Forsyth was made Lieutenant-Colonel in the 51st Highland Division, Royal Signals in which capacity he served until resigning his commission in October 1928. He was however recalled on the renewal of hostilities in September 1939 and served as an Honorary Colonel in 51st/52nd Scottish Divisional Signals from November 1941.

He joined the Lodge in 1912, having been initiated into Triune Brotherhood Lodge No 2121 in Kasauli (or Hirsar) in the Punjab, India, another of those Empire-era lodges that is now part of the Indian Constitution.

Forsyth, who was a Deputy Lieutenant of the City and County of Aberdeen, died in 1962.

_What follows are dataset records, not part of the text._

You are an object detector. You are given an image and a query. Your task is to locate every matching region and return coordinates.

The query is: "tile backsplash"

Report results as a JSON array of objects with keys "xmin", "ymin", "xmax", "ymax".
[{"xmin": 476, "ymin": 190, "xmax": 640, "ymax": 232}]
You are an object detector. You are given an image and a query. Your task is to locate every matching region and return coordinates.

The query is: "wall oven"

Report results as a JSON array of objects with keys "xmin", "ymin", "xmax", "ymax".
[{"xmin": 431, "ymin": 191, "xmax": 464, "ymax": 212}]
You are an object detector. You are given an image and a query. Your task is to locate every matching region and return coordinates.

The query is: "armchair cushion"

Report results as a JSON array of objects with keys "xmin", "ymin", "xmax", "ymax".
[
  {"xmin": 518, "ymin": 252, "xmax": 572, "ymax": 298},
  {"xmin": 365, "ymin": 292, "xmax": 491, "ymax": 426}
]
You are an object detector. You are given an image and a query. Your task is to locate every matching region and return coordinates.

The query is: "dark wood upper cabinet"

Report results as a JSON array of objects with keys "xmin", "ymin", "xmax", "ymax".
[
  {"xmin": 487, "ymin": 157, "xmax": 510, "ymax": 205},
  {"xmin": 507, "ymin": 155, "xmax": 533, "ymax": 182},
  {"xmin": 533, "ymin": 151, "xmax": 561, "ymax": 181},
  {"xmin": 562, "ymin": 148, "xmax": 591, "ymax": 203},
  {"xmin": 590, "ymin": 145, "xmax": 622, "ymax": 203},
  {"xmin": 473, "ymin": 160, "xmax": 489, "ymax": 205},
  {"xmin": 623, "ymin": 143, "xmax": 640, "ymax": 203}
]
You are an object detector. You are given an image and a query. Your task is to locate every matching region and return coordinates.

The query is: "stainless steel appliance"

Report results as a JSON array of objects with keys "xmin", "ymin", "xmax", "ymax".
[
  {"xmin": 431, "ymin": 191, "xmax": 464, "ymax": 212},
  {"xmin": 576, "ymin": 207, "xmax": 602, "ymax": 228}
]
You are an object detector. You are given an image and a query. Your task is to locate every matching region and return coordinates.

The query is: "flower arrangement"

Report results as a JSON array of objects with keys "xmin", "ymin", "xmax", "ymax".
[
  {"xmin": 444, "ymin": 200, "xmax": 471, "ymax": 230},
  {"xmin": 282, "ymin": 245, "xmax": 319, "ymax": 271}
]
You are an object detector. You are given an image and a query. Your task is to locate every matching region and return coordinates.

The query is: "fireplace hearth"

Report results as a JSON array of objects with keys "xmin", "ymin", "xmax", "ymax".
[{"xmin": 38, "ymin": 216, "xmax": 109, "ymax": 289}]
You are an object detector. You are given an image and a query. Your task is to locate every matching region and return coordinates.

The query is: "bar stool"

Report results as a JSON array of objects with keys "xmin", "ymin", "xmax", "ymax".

He was the eldest and only one of five brothers, four from the Murray, to survive in what has been described as a “real life Private Ryan” story: Arthur Roney was in the Royal Norfolks and died of Malaria from service in Nigeria in 1909. His brothers John Cusack and Samuel Sanford were Gunners, killed in action in France in September 1914 and September 1915 respectively. The youngest, Cusack Grant, who was not an OW but a Malvernian, was a Northumberland Fusilier and the “youngest and brightest commanding officer in the army” leading the 6th Bttn the Princess of Wales’s Own (Yorkshire Regiment) and was Killed in Action in September 1916. That the three brothers should all have been killed in consecutive Septembers adds a cruel twist to the story.

Frederick was an initiate of Triune Lodge No 2121 in Kasauli (or Hirsar) in the Punjab, India, another of those Empire-era lodges that is now part of the Indian Constitution. His brother John Cusack Forsyth was a member of Ubique Lodge No 1789.